17crypto_T3_soln
Crypto & SecDev
Tutorial 3 Solutions 1 © 2017 Ron Poet
Tutorial 3 Solutions
1. Use the mod 23 encryption system in Lecture 7 to construct a lookup table when the
known plaintext is ‘P’ (14). Use it to find the key when the ciphertext is ‘E’ (4)
Multiply the plaintext and key for key values 1 to 22.
1*14=14, 2*14=5, 3*14=19, 4*14=10, 5*14=1, 6*14=15, 7*14=6, 8*14=20,
9*14=11, 10*14=2, 11*14=16, 12*14=7, 13*14=21, 14*14=12, 15*14=3,
16*14=17, 17*14=8, 18*14=22, 19*14=13, 20*14=4, 21*14=18, 22*14=9.
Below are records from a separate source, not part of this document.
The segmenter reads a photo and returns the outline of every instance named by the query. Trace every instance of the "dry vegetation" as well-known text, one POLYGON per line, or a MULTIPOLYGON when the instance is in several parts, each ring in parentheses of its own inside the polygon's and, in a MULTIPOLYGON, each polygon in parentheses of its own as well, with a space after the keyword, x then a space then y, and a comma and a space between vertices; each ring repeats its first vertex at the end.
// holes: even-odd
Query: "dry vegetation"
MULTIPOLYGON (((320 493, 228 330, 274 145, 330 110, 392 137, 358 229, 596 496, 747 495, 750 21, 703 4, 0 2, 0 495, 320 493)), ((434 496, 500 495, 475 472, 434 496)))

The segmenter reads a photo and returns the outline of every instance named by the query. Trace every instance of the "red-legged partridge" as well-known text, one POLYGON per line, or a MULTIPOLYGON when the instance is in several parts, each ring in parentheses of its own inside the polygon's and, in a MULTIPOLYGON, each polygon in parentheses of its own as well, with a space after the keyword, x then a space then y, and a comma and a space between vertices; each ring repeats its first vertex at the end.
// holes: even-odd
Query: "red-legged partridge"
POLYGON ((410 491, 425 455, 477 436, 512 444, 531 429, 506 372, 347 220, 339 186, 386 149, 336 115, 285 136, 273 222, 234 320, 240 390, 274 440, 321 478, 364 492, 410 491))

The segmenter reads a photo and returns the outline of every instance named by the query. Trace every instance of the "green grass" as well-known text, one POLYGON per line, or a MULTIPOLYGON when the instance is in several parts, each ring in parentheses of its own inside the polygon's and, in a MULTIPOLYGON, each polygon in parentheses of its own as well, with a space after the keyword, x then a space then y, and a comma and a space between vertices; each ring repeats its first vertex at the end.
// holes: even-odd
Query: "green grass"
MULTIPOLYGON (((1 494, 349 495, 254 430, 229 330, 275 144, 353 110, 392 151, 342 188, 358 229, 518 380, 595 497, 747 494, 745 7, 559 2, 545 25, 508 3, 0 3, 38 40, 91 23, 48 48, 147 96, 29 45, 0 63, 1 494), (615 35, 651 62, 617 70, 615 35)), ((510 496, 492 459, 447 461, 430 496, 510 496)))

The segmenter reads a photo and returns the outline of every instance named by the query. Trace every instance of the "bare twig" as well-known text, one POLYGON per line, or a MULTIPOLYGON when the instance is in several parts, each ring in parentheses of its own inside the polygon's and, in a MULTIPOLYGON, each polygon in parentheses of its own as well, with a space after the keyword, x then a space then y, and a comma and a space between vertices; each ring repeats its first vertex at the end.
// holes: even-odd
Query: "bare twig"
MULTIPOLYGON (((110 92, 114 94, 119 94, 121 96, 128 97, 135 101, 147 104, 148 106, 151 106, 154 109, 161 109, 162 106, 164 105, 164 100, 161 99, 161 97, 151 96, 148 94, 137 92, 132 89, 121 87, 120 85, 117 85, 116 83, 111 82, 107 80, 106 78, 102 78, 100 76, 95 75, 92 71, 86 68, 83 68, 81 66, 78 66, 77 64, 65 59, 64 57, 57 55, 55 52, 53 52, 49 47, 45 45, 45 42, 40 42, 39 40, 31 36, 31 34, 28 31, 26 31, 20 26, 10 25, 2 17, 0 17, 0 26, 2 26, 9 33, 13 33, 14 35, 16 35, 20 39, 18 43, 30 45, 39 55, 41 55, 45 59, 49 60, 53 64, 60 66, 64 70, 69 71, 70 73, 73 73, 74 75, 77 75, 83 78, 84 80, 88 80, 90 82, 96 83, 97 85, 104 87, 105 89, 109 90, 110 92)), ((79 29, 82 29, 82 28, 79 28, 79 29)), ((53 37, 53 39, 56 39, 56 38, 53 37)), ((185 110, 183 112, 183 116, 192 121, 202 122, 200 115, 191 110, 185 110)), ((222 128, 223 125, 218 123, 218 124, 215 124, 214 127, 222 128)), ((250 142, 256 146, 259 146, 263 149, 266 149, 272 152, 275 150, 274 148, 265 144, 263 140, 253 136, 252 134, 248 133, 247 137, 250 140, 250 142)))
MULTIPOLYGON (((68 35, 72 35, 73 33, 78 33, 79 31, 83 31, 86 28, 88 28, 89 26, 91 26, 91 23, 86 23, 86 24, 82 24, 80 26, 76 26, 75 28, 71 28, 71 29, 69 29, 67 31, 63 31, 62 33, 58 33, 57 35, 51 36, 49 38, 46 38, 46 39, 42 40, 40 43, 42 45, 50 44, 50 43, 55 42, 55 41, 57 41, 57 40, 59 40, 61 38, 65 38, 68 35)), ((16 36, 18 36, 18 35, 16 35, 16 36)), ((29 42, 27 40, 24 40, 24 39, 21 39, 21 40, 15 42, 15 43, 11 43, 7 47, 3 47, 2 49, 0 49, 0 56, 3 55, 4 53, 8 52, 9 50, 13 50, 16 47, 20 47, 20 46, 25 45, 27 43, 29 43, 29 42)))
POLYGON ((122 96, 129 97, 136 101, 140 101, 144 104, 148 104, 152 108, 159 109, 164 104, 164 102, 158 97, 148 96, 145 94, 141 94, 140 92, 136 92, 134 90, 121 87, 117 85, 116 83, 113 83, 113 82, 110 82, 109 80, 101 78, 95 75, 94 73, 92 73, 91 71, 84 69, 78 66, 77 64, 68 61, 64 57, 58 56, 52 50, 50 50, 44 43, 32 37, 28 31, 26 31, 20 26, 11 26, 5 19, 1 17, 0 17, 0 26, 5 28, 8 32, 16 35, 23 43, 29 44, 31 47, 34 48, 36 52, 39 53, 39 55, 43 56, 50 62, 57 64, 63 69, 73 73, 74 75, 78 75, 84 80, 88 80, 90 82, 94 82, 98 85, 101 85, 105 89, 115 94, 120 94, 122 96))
Write as a table with the ciphertext as the primary key, first. Write the ciphertext
from 1 to 22 first and then fill in the keys.
1- 5 7-12 13-19 19- 3
2-10 8-17 14- 1 20- 8
3-15 9-22 15- 6 21-13
4-20 10- 4 16-11 22-18
5- 2 11- 9 17-16
6- 7 12-14 18-21
Lookup ciphertext 4 to get key 20.
2. Now construct a time-memory trade off table with 5 chains each of length 5 when
the known plaintext is ‘P’ (14). How many duplicates and how many missing keys
are there? Use it to find the key when the ciphertext is ‘E’ (4).
Use the work from question 2 to create the chains. We need to pick 5 random keys
to start the process.
2 → 5 → 1 → 14 → 12 → 7
4 → 10 → 2 → 5 → 1 → 14
9 → 11 → 16 → 17 → 8 → 20
13 → 21 → 18 → 22 → 9 → 11
15 → 3 → 19 → 13 → 21 → 18
The first 5 numbers in each chain is a potential key. There are 25 in total. 2, 5, 1,
9, 13, 21 are duplicate. 6, 7, 20 are missing.
The table is:
7- 2
14- 4
20- 9
11-13
18-15
Ciphertext 4 is not end value, encrypt it to get 10.
10 is not an end value, encrypt it to get 2.
2 is not an end value, encrypt it to get 5.
5 is not an end value, encrypt it to get 1.
1 is not an end value, encrypt it to get 14.
14 is an end value and so the key is in the chain starting with 4.
Crypto & SecDev
Tutorial 3 Solutions 2 © 2017 Ron Poet
We encrypted the ciphertext 5 times to find the value in the table. We must encrypt
the starting value ‘chain length’ – 5 = 5 -5 = 0 times to get the key. The key is 4.
3. How is encryption and decryption performed with a Feistal cipher? Prove that
decryption undoes encryption.
A Feistal cipher starts with an initial permutation, then performs a number of
encryption steps with a sub-key which is generated from the encryption key. It then
performs the reverse permutation. Each step splits the data into left and right
halves. The new left half is the old left half xored with a function of the right half
and the sub-key, while the right half remains unchanged. The two halves are then
swapped. Decryption performs the same steps but with the sub-keys in the reverse
order.
The initial permutation undoes the reverse of the initial permutation. Swapping
twice does not change the data. Xor with the same function twice has no effect.
The keys are used in the reverse order so that the last encrypted step is undone by
the first decrypted step because they are both using the same key. This applies to
all the steps.
4. Describe briefly how the DES algorithm implements the Feistel scheme, mentioning
in particular the role of the key length and also the so called S-Boxes. You do not
need to provide details of the actual S-Boxes, rather describe in general terms their
role in the algorithm.
DES has 16 complex steps, alternating with simple permutations. Separate sub
keys are used for each of the complex steps. It has a key size of 56 bits, reduced
from the original 128 bits after advice from the USA NSA. The S-Boxes are just
look up tables, designed for good confusion and diffusion.